Alzheimer's Disease: A Treatment Strategy

jarice at delphi.com jarice at delphi.com
Mon Jan 23 00:01:23 EST 1995


Regarding my paper on Alzheimer's, Dr. Hatanpaa writes:
 
>I don't think the eye test is worth the trouble until  1) the
>preliminary experiment published in Science has been
>replicated by other groups, and 2) it has been shown that the
>test is specific for Alzheimer's disease (AD) and doesn't give
>false positives in other dementias.
 
>The Science paper was about finding AD patients among
>normal controls. That is not a big challenge as such: a simple
>Mini Mental Test would do as well. The real problem is making
>sure that the dementia is caused by AD. There are many other
>causes of dementia, and for some of those, an effective
>treatment is available once the condition has been correctly
>diagnosed. Pernicious anemia is an example of a condition
>that often causes AD-like symptoms and that can be
>diagnosed by a simple blood test. The diagnosis of AD has to
>be based on careful exclusion of other diseases causing
>dementia. The eye test is of little value until its specificity has
>been proven.
 
Dr. Hatanpaa is incorrect. The eye test group of 58 individuals
included 14 probable Alzheimer's Disease patients, and 4
patients with one of the following non-Alzheimer's type
dementias: Korsakoff's syndrome, multi-infarct dementia,
and dementia with an extrapyramidal syndrome.
 
As figure 1, right hand graph of "A Potential Noninvasive
Neurobiological Test for Alzheimer's Disease" (Science, 266;
1051-1053, 1994) shows, the patients with non-Alzheimer's
type dementia exhibit a pattern of pupil dilation like that of
normal controls.
 
Dr. Hatanpaa is correct that this is a limited sample, and thus
subject to verification by larger-scale studies.
 
>You say the medical literature has proven that effective
>treatment for AD is available. Sorry, but I just can't share your
>enthusiasm in this matter. In my opinion, so far no drug has
>been proven to slow the course of AD. The only possible
>exception to this is acetyl-carnitine, as long as you are willing
>to overlook the fact that the studies showing dramatic effects
>have been done by Italian groups who are sponsored by the
>Italian drug company that makes acetyl-carnitine, while other
>groups tend to get negative results or report very little benefit.
 
I was not aware of the connection between the Italian writers of
papers on ALC and an Italian drug company.

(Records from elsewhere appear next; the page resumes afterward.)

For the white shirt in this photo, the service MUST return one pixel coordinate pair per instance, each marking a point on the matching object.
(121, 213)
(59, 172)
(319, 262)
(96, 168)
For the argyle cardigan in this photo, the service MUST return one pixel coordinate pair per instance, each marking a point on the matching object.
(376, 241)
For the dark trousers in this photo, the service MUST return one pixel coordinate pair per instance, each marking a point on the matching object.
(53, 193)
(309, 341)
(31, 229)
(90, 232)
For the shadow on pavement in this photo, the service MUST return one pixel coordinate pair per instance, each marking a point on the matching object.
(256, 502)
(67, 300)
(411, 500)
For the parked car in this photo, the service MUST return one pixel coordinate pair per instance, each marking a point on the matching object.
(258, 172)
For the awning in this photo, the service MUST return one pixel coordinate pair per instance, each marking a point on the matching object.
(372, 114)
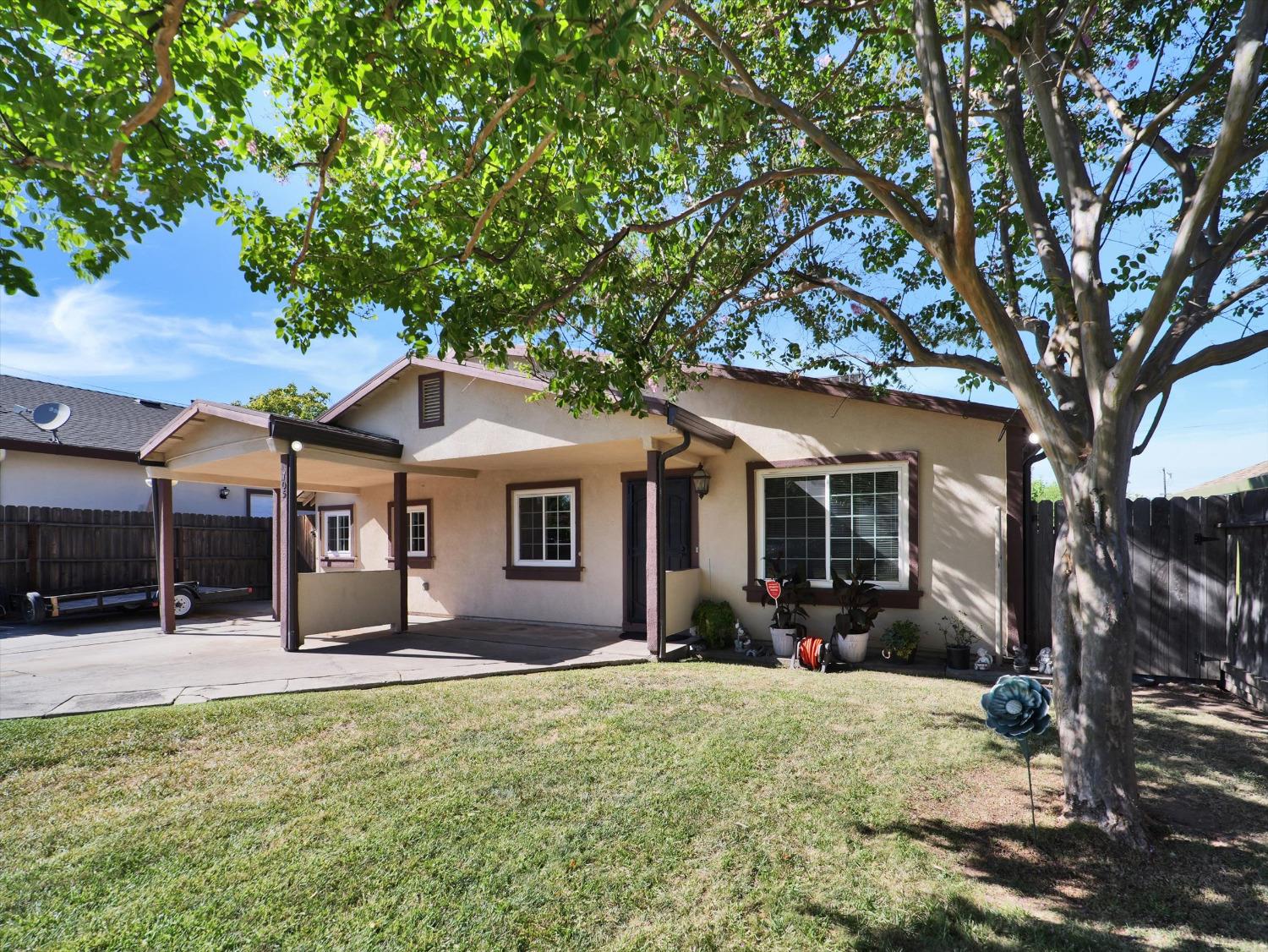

None of the papers
hat I have read mention such a connection. What is the source of
your information?
 
In any case, I find it hard to believe that double-blind, placebo-
based, randomized controlled trials of ALC reported by Spagnoli
et al, 1990, are invalid unless you assume fabrication of the
results. In that case, the peer-review process of Neurobiol.
Aging, Neuro-chem. Res., Brain Res., etc. need review. It is true
that Rai et al, 1990, had minimal results in their trial of 36 AD
patients. Positive results were obtained from a UK placebo-
controlled trial (Livingston et al., in press) that substantially
confirmed the beneficial effects of ALC therapy in 71 patients
with AD. There is some indication of negative results. The
majority of studies support some efficacy. Given the fact that
ALC is well tolerated, the risk-possible benefit ratio supports
ALC consumption by AD patients.
 
>In the light of the latest data, Deprenyl has been a
>disappointment considering the initial encouraging findings and
>all the animal data supporting its general neuroprotective and
>antiaging potential. There has been some behavioral
>improvement in some patients, but very little or no cognitive
>improvement. My guess is that all the positive findings are
>caused by Deprenyl's antidepressive effects. It is actually a
>very good antidepressant, possibly as good as any of the
>highly publicized modern antidepressants.  Incidentally, another
>so called smart-drug, Hydergine, is also an antidepressant and
>has shown a similar pattern of slight behavioral changes in AD
>patients. I hope that future Deprenyl studies with larger patient
>numbers will prove me wrong and show that there is a
>subgroup of AD patients whose disease will be actually slowed
>down by Deprenyl.
 
I must say that I generally agree with Dr. Hatanpaa here. The few
long-term studies (> 1 year) do not show any lasting benefit.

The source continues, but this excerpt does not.